Sobre la mesilla, la letra apretada y nerviosa del Hijo. Sólo un par de frases dedicadas a la Madre en una postal. Pero al otro lado, estaba la foto. Un anciano de aspecto venerable estaba sentado sobre unos bancos, junto a un hombre de mediana edad. Tras ellos, se podía distinguir un bar típicamente irlandés, que invitaba a disfrutar de cerveza, whiskey y licores en “D O’SHEA: SEVEN DAYS LICENCE TO SELL BEER, WHISKEY & SPIRITS”.

El anciano le ofrecía un cigarro al hombre de mediana edad. El hombre le encendía el cigarrillo. El Padre volvió a mirar la maleta. Definitivamente, le sonreía desde la esquina.

2000 Posted by Picasa

3 comentarios:

Stupor Mundi dijo...

Que curiosos los lazos que nos unen a personas que ni siquiera sospechamos. Lo malo es que solo los descubrimos demasiado tarde, cuando ya no hay remedio.
Tu relato es sin embargo un canto a la esperanza.
Me ha encantado...

Avellaneda dijo...

Ojalá que el odio, el rencor, el desencuentro fuera un dolor físico localizado en el costado, creo que así se solucionaría más fácilmente todo lo que nos hace daño y seríamos más felíces (si eso se puede conseguir) y más valientes.
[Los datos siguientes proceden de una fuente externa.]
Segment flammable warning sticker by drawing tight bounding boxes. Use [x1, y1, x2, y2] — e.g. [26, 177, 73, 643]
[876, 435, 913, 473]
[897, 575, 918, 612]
Siempre que se evoca un paisaje así, y más viendo esa foto, me dan ganas de coger mi maleta (la mia no sonríe, la mía se descojona :op)y escapar.

Tamara, gracias por escribir. Bss

Anónimo dijo...

No nos damos cuenta de lo que queremos o necesitamos a alguien hasta que ya no lo tenemos ....

Si quieres hablamos de este tema ... en Irlanda.